A Novel Fibrin Matrix Derived from Platelet-Rich Plasma: Protocol and Characterization

Abstract

Although fibrin matrices derived from Platelet-Rich Plasma (PRP) are widely used in regenerative medicine, they have some limitations that can hinder their application. Modifying the composition of the PRP-derived fibrin matrix may improve its properties, making it suitable for certain medical uses. Three types of fibrin matrices were obtained: a PRP-derived fibrin matrix (FM), a PRP-derived fibrin matrix with a high fibrinogen content and platelets (FM-HFP) and a PRP-derived fibrin matrix with a high fibrinogen content (FM-HF). The fibrinogen levels, biomechanical properties and cell behavior were analyzed. The presence of platelets in the FM-HFP generated an inconsistent fibrin matrix that was discarded for the rest of the analysis. The fibrinogen levels in the FM-FH were higher than those in the FM (p < 0.0001), with a concentration factor of 6.86 ± 1.81. The values of clotting and swelling achieved using the FM-HF were higher (p < 0.0001), with less clot shrinkage (p < 0.0001). The FM had a significantly higher stiffness and turned out to be the most adherent composition (p = 0.027). In terms of cell viability, the FM-HF showed less cell proliferation but higher live/dead ratio values (p < 0.01). The increased fibrinogen and platelet removal in the FM-HF improved its adhesion and other biomechanical properties without affecting cell viability.

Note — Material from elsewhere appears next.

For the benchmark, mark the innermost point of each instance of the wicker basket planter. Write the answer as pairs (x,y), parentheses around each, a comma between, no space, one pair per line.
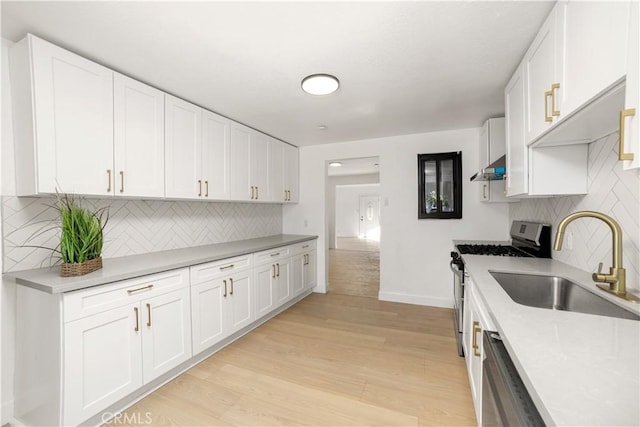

Keywords: fibrin; fibrinogen; growth factors; matrix; platelet-rich plasma; platelets; scaffold.

Figure 1

Fibrinogen concentration for matrix preparation. The graph represents the concentration of fibrinogen in blood (basal levels), in the PRP used to prepare the FM and in the fibrinogen concentrate (FC) used to create FM-HF. Error bars = standard deviation (n = 8). Statistically significant differences were calculated using one-way ANOVA (**** p < 0.0001).

Figure 2

Retraction of the matrices. Macroscopic images show the initial volume of FM (A) and FM-HF (B) and the volume after 24 h, showing retraction in FM (C) and not in FM-HF (D).

Figure 3

Surface of the matrices. SEM images show that the FM surface is rougher (A), with more contracted fibrin fibers (B). In contrast, the FM-HF surface is smoother (C), with more evenly arranged fibers (D).

Figure 4

Mechanical properties of the matrices. The graphs represent Young’s modulus (stiffness) (A), the dissipation energy (cushioning) (B) and the adhesion capacity (C) of the FM and the FM-HF. Error bars = standard deviation (n = 8). Statistically significant differences were calculated using Student’s t-test (* p < 0.05; **** p < 0.0001).

Figure 5

Images of live/dead assay. Fluorescence microscope images show live (green) and dead (red) cells at 24 h in the FM (A) and the FM-HF (C) and their evolution after 120 h of culture, with a greater increase in the number of live and dead cells in the FM (B) than in the FM-HF (D). Scale bar = 500 µm (5× objective).

Figure 6

Cell viability. Data show a greater increase in both live and dead cells in the FM (A) than in the FM-HF (B). In both matrices, there is proliferation over time; however, the live/dead ratio is higher in the FM-HF (C). Error bars = standard deviation (n = 4). Statistically significant differences were calculated using Student’s t-test (* p < 0.05; ** p < 0.01).